10. Pourquoi ce thème est important pour l’employeur ?

Pour un employeur, bien qualifier ces situations est essentiel car cela conditionne :

  • la bonne gestion administrative de l’absence ;
  • le respect des droits du salarié ;
  • la relation avec les organismes de protection sociale ;
  • le risque contentieux.

Une mauvaise qualification peut produire des erreurs sur :

  • le traitement de l’absence ;
  • la prise en charge ;
  • la protection du salarié ;
  • la reprise du travail.

Ce thème est donc typiquement un terrain où le titulaire du DCG doit savoir raisonner juridiquement à partir de faits concrets.


11. Mémo final

À retenir absolument

  • Maladie, accident, maternité, paternité et accueil de l’enfant peuvent entraîner une suspension du contrat de travail.
  • La suspension signifie que le contrat continue d’exister, mais que son exécution normale est temporairement interrompue.
  • Il faut distinguer :
    • risques non professionnels : maladie non professionnelle, accident non professionnel, maternité, paternité, accueil de l’enfant ;
    • risques professionnels : accident du travail, accident de trajet, maladie professionnelle.
  • La protection sociale prend en charge ces risques selon des régimes adaptés.
  • L’employeur doit respecter la suspension et peut être amené à participer à la prise en charge selon les règles applicables.
  • En cas de risque professionnel, la protection est spécifique car le dommage est lié au travail.
  • La suspension n’est pas une rupture du contrat.

12. Synthèse

Dans l’exécution du contrat de travail, certains événements rendent impossible ou juridiquement inopportune la poursuite temporaire du travail. Le droit répond à cette situation par la suspension du contrat de travail.

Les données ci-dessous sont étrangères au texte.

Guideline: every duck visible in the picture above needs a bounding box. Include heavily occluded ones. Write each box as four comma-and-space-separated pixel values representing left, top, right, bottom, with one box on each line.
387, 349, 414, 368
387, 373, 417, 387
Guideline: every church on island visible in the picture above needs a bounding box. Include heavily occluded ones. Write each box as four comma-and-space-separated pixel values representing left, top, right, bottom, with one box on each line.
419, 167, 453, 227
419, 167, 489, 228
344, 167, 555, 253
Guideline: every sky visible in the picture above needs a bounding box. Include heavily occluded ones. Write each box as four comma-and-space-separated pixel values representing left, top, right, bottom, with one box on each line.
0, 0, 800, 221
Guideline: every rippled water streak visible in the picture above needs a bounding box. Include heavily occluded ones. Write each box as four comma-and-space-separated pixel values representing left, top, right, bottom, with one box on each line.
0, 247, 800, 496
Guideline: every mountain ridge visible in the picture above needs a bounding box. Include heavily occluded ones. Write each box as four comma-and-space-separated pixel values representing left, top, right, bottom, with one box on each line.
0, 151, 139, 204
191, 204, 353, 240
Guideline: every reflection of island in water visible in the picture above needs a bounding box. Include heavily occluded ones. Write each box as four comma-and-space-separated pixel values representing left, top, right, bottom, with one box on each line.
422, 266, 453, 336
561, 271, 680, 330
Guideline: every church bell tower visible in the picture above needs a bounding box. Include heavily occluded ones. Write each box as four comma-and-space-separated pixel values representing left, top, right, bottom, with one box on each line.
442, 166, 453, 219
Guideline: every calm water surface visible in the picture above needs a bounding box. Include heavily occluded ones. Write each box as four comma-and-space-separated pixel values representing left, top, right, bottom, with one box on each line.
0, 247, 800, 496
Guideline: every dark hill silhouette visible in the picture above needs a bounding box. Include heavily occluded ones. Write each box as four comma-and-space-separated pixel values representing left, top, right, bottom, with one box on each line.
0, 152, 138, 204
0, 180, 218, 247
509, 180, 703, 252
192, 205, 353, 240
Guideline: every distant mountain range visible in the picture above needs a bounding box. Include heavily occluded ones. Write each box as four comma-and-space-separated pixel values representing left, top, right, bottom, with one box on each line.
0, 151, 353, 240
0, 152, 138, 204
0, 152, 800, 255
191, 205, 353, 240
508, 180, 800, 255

Le raisonnement attendu repose sur une distinction cardinale :

  • risques professionnels : accident du travail, accident de trajet, maladie professionnelle ;
  • risques non professionnels : maladie ou accident sans lien avec le travail, ainsi que maternité, paternité et accueil de l’enfant.

Cette qualification permet ensuite d’apprécier la prise en charge par la protection sociale et par l’employeur, puis d’identifier les effets sur le contrat : maintien du lien contractuel, interruption temporaire de la prestation de travail et régime particulier de revenu et de protection.

En pratique, face à un cas, il faut toujours se demander :

  1. quel est l’événement ?
  2. existe-t-il un lien avec le travail ?
  3. quel régime de prise en charge s’applique ?
  4. quels sont les effets de la suspension du contrat ?

C’est cette méthode qui permet d’appliquer le cadre juridique adapté à une situation professionnelle.